Baruch Marzel
Baruch MarzelAmir Levy/Flash 90

Otzma Yehudit candidate and #4 on the Yachad-Ha'am Itanu technical bloc list Baruch Marzel defended Ha'am Itanu leader Eli Yishai Saturday night, after advertisements appeared in Shabbat newsletters calling Yishai a "leftist" according to leaks from "backroom conversations." 

According to Marzel, the accusations not only damage Yishai's reputation, but can harm the possibility of a stronger right-wing bloc after the 20th Knesset elections later this month. 

"I would not be surprised if those behind the advertisements are officials who want to do damage to the Right," Marzel stated. 

Marzel added that the journalist linked to the accusations, Raviv Drucker, has "an agenda against" him and has called for the party to be excommunicated due to its reaching out to a "Kahanist" (ed: i.e. one who follows in the teachings of Rabbi Meir Kahane, often labelled as extremists) - and that Drucker has self-identified as an "extreme leftist" who "misses the days when Rabbi Meir Kahane was excommunicated." 

"After Drucker noticed that no one paid attention to him and that Yishai did not boot me from the [Knesset] list, he changed tack, and decided to say instead that Yishai told him he was a leftist." 
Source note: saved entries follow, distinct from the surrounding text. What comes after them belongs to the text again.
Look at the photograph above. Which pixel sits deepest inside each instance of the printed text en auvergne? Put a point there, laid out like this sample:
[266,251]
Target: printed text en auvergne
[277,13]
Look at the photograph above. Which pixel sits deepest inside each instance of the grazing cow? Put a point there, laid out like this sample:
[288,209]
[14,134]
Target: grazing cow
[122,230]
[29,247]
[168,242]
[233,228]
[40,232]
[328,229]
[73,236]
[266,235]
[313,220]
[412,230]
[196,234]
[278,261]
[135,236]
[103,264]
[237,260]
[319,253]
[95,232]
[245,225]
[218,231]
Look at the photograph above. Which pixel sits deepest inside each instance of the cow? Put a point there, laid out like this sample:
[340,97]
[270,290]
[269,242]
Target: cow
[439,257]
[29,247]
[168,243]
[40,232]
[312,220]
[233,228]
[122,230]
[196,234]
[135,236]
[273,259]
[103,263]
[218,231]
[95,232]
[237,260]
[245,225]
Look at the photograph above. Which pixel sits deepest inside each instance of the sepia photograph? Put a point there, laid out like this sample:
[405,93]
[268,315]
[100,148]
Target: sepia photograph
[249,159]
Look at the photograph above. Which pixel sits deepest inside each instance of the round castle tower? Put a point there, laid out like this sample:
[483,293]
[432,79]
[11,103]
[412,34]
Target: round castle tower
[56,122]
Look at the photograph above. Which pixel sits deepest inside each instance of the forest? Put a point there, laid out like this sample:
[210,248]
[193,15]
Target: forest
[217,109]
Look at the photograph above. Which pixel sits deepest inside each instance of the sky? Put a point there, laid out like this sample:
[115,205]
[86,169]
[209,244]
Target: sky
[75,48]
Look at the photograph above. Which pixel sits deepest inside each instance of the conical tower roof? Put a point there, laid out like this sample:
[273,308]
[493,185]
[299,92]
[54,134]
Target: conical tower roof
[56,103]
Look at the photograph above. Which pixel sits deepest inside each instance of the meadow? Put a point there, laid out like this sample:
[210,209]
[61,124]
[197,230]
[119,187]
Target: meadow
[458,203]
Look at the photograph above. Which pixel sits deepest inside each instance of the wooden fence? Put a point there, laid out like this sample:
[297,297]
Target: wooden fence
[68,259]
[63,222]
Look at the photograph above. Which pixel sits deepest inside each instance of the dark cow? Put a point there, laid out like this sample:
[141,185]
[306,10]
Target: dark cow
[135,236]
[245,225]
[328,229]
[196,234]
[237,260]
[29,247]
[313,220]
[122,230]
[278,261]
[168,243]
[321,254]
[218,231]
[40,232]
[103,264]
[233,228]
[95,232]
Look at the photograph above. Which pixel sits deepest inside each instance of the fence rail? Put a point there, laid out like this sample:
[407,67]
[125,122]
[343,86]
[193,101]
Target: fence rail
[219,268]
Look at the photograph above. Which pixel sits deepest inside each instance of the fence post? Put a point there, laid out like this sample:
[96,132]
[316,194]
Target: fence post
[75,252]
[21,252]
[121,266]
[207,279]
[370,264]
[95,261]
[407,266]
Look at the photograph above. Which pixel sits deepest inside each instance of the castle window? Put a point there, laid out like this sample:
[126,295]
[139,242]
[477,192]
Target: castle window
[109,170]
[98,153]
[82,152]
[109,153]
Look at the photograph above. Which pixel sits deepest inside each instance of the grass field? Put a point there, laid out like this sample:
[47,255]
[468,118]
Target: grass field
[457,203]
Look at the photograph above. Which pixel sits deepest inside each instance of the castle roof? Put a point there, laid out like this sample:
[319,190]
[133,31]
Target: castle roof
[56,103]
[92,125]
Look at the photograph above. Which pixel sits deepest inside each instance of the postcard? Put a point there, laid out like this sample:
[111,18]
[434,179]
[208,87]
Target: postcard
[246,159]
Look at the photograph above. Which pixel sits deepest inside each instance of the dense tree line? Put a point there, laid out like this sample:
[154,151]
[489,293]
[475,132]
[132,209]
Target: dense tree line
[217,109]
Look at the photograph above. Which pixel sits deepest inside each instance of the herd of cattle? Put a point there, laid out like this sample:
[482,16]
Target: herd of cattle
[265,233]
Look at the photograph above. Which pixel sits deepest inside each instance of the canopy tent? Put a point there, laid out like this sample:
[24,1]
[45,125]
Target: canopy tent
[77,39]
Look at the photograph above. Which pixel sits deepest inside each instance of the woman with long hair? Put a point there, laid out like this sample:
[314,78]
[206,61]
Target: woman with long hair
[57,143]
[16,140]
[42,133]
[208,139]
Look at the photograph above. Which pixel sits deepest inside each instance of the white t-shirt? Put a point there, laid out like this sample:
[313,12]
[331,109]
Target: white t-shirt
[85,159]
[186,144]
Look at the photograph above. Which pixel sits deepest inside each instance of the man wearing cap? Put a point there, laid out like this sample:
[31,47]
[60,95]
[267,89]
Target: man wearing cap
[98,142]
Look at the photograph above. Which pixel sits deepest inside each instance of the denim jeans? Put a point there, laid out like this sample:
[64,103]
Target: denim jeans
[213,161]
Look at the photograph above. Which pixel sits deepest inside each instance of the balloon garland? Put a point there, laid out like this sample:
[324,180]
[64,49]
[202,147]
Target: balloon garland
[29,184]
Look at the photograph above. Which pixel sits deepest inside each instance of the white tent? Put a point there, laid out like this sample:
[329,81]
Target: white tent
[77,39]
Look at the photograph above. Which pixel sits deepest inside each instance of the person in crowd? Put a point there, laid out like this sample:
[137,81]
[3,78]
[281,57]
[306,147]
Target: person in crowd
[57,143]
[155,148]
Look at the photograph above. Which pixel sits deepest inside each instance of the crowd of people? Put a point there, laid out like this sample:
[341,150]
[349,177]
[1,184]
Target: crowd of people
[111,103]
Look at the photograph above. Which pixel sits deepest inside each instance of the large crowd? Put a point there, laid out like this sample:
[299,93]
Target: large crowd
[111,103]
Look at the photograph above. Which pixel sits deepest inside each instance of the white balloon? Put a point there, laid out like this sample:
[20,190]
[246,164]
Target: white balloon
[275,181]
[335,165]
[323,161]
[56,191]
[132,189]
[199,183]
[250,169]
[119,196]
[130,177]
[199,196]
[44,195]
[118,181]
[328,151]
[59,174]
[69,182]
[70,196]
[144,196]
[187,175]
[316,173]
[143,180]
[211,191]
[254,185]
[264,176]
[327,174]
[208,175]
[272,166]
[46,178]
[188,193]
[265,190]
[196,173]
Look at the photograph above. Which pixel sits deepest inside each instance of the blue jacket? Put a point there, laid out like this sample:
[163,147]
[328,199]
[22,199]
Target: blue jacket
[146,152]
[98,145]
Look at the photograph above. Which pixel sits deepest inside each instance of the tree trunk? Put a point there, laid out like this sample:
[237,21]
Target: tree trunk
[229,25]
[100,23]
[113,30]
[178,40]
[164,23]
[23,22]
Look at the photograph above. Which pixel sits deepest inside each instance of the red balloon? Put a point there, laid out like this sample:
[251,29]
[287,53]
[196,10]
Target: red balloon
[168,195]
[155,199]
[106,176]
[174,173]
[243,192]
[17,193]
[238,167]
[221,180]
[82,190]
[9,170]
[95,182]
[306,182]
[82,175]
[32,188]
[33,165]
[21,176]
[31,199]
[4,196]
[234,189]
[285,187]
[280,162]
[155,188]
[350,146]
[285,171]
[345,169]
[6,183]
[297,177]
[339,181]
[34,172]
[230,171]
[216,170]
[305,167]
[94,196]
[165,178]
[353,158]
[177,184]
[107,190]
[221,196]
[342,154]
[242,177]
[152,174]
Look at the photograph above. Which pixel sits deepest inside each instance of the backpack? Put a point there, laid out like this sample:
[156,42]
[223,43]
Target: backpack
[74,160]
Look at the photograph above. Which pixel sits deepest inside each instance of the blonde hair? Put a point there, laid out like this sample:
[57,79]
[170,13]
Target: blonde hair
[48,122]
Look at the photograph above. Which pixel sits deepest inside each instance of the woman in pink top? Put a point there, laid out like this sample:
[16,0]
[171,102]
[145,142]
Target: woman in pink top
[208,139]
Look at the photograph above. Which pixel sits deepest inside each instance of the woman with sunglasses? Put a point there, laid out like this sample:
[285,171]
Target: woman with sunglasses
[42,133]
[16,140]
"It's unnecessary to note how much we can believe someone whose entire being is devoted to removing the Right from power and replacing it with the Left," he added. 

As for Yishai himself, Marzel testified that the MK had been on the side of the Right "for many years," and that he was "the best politician for the Right during Gush Katif [the Disengagement, 2005 - ed.] - unlike others who were not there or participated in the [Ariel] Sharon government, Yishai was against it." 

Marzel continued that Yishai worked against efforts for a peace agreement at Camp David by former prime minister Ehud Barak's government as well, and that "Tzipi Livni admitted that if it were not for Yishai's opposition, she would have been made Prime Minister [in 2009 - ed.]."